После того как оперативники и следователь закончили, меня усадили в машину и повезли в город. Было уже утро, но еще слишком раннее, ресторан еще не открылся, и мне пришлось позвонить сотрудникам, которые были свидетелями стрельбы, чтобы сегодня они вышли пораньше. В «Матрешке» у меня изъяли простреленное зеркало, а я хоть и с большим опозданием, но все же написал заявление о происшествии. Официантов допросили, и следователь сообщил мне, что отпускает меня и я могу быть свободен.
– Теперь я вас не отпускаю, Артур Анатольевич, – сказал я, – как и всех остальных, кто работал сегодня всю ночь. Горячий плотный завтрак из нашего фирменного меню скоро будет готов. Повара еще не пришли, но у нас в морозильной камере есть ручной лепки пельмени с начинкой из оленины, это гордость нашего ресторана. Официанты уже варят их. Располагайтесь в дальнем конце зала и скажите ребятам, кто и что будет пить.
Я провел всех за большой круглый стол и с удовлетворением заметил, что никто не стал отказываться. Парни устали и проголодались. Мне пришлось усесться со всеми, хотя голова у меня раскалывалась и тошнило при воспоминании о том, что произошло этой страшной ночью. Мне принесли из кабинета обезболивающую таблетку, и в сочетании с горячим мятным чаем она оказала свое благотворное действие. Я заставил себя немного поесть, чтобы не обижать людей, которые сегодня спасли мне жизнь, они проявили деликатность, не стали лезть мне в душу. Я успокоил по телефону Борьку и стал думать, куда мне идти. Я ужасно выглядел и отвратительно себя чувствовал, больше всего на свете я хотел бы лечь в кровать, но мысль о близкой встрече с Ритой и с родителями, которым придется сообщить плохие новости, не давала мне пройти два квартала до своего дома. До особняка, который я теперь возненавидел всей душой. С него все это началось.
Я вышел на улицу, погода была чудесная, весенняя, совершенно не соответствующая моему настроению. Пахло новыми листочками, пробуждающейся природой, ветерок был свежим и вкусным. Я набрал Борькин номер, убедился, что он на месте, и медленно побрел в сторону его офиса. Мне нужно было немного подумать.
Я думал об Алексе. Решился бы он все-таки сказать мне, что я его отец? Почему он боялся, что я не буду этому рад, ведь Аля в письме рассказала мне о том, что Алекс знает нашу историю. Значит, мальчик не только знал о моей безумной любви к его матери, но и догадывался о том, как я страдал, когда она исчезла. Иначе он не поехал бы в Россию меня искать. Возможно, он испугался моих родных: Риты, влюбчивой Алиски? Это исключать было нельзя. И почему он, уже почти живя с Наташей общим домом, продолжал снимать номер в отеле? Оставлял себе запасной путь?

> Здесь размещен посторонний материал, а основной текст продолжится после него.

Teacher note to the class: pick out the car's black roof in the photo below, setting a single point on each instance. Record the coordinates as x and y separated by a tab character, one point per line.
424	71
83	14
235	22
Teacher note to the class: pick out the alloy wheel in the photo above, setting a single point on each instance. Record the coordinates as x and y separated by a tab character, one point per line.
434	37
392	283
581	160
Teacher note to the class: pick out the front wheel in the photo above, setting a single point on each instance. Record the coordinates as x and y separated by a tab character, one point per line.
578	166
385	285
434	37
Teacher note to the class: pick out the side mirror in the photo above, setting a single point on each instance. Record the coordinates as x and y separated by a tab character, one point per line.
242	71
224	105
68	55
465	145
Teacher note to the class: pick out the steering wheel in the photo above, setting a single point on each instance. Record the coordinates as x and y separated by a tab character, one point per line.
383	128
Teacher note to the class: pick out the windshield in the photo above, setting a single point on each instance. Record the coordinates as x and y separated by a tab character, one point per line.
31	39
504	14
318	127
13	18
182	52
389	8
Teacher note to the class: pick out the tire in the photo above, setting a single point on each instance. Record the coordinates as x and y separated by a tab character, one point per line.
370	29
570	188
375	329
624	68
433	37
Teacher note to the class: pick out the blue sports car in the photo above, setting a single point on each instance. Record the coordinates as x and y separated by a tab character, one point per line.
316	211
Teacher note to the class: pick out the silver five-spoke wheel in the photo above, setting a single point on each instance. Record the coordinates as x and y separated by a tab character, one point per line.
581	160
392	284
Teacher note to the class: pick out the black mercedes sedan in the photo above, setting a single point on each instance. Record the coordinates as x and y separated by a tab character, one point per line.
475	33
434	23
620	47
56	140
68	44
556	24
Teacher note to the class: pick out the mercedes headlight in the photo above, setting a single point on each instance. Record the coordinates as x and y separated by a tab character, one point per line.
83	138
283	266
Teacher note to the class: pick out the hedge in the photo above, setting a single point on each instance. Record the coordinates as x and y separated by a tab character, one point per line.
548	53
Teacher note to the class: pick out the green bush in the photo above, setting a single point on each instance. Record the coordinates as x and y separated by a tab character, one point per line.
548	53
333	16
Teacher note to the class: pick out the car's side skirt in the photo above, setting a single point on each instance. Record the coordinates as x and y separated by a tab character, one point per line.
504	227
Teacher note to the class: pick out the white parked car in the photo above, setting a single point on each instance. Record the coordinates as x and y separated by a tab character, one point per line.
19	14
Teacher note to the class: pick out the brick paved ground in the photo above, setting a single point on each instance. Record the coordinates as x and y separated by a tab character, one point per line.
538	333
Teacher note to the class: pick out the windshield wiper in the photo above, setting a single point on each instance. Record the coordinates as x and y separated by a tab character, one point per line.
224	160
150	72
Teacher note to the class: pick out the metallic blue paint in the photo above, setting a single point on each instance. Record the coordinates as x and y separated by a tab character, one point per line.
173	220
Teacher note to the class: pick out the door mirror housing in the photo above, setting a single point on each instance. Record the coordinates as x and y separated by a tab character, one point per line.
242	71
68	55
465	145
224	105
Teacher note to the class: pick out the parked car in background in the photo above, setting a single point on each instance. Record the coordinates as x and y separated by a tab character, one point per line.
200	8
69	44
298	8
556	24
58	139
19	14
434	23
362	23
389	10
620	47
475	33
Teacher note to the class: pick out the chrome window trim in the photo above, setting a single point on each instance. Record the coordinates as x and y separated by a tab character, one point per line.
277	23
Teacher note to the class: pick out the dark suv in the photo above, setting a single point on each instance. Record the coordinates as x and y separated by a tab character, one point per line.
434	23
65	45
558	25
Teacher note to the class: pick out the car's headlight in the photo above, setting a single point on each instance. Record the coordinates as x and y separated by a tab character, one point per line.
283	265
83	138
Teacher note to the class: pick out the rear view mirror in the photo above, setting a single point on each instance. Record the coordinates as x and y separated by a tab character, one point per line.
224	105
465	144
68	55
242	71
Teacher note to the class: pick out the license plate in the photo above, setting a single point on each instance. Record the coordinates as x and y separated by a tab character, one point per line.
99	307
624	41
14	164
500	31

Путь для отступления в случае, если его надежды на меня не оправдаются?
Правда ли то, что сказал Виталик о своей связи с Ритой? Скорее всего, да, хотя принципиального значения это уже не имеет. По большому счету мне уже это все равно. Жена не виновна в смерти Алекса, она не нажимала на курок сама, но она не могла не поинтересоваться, для чего Виталику нужны ключи от моего сейфа, – без помощи Риты сделать дубликат он просто не мог. И не спросила, почему он возвращает ей ключик. А ведь он, наверное, попросил ее не держать его дома, а повесить на рабочую связку. И даже тогда она не поинтересовалась, зачем это нужно. Даже я не спросил у Виталика, зачем он велел Рите повесить ключи на свою связку. Скорее всего, чтобы они на всякий случай были под рукой, если вдруг понадобятся, но все-таки не у него самого. Опять-таки на всякий случай… Но почему Рита уже потом, когда убили Алекса, не сопоставила два и два? Проникновение в сейф, в котором – как она прекрасно знала – хранится пистолет, и убийство мальчика из огнестрельного оружия… Неужто она не нашла странным такое совпадение? И могла ли она не знать о том, что первые выстрелы прозвучали вовсе не в парке, а в «Матрешке», за несколько дней до этого? Могла, конечно, но почему-то очень уж активно интересовалась стоимостью моего недвижимого имущества, как будто готовилась вступить в права наследства.